So at doses at or above 100 MPK BID, you're seeing very good tumor growth regression. And that correlates with the PK and PD profile as well. These are different G12D and V models where doses as low as 30 MPK BID in the more sensitive models is showing very good tumor regression with no body weight change. And then this is that infamous bellwether model, the H727. Fortunately, this pan-KRAS molecule is able to show tumor regression, albeit we had to crank up doses to 300 BID. But we did see regression. And so that's good that even in the most intractable in vivo model, you're still seeing regression. And then this is a G12D PDAC model called HPAC, where you're seeing very good tumor regression at fairly low doses of 50 MPK. Now, I showed you that experiment with 15 where you combine with a checkpoint inhibitor.
The same experiment was conducted with this molecule. So we actually are really excited about the combinability for pan-KRAS, especially as you think about other agents that might induce rash, such as the EGFR antibodies, for instance. That'll be really important to be able to combine with those for colorectal cancer. In this case, for lung cancer, you're seeing similar story, just complete eradication of the tumor in seven out of seven mice tested. And then on KPC re-challenge, you're seeing persistently eradicated tumor. So you've primed the immune system with the doublet. In terms of PK and oral bioavailability, it looks promising for this molecule with double-digit % F across multiple species tested. And then on the ADME toxicology properties, the CYP profile looks very good. GLP Ames was negative. One yellow flag that we had when we first brought in this program was the hERG properties.

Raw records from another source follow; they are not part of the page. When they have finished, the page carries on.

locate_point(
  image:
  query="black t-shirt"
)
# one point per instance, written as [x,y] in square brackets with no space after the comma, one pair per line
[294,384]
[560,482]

It was just hovering at around one micromolar, so that necessitated an in vivo study, so you run what's called a GLP dog cardiovascular study. Really pleased to say that we ran that, and there was no observed QTc prolongation, and so that tends to be a better litmus test of what you might expect in the clinic. Doesn't mean we're not going to do cardiac monitoring. We do cardiac monitoring for all of our molecules in the clinic, but it means that the risk of a cardiovascular liability is substantially lower based on the dog CV study. And then we also did repeat those studies in rat and dog, and both of those are complete in terms of the in-life portion. And we're just filing reports now.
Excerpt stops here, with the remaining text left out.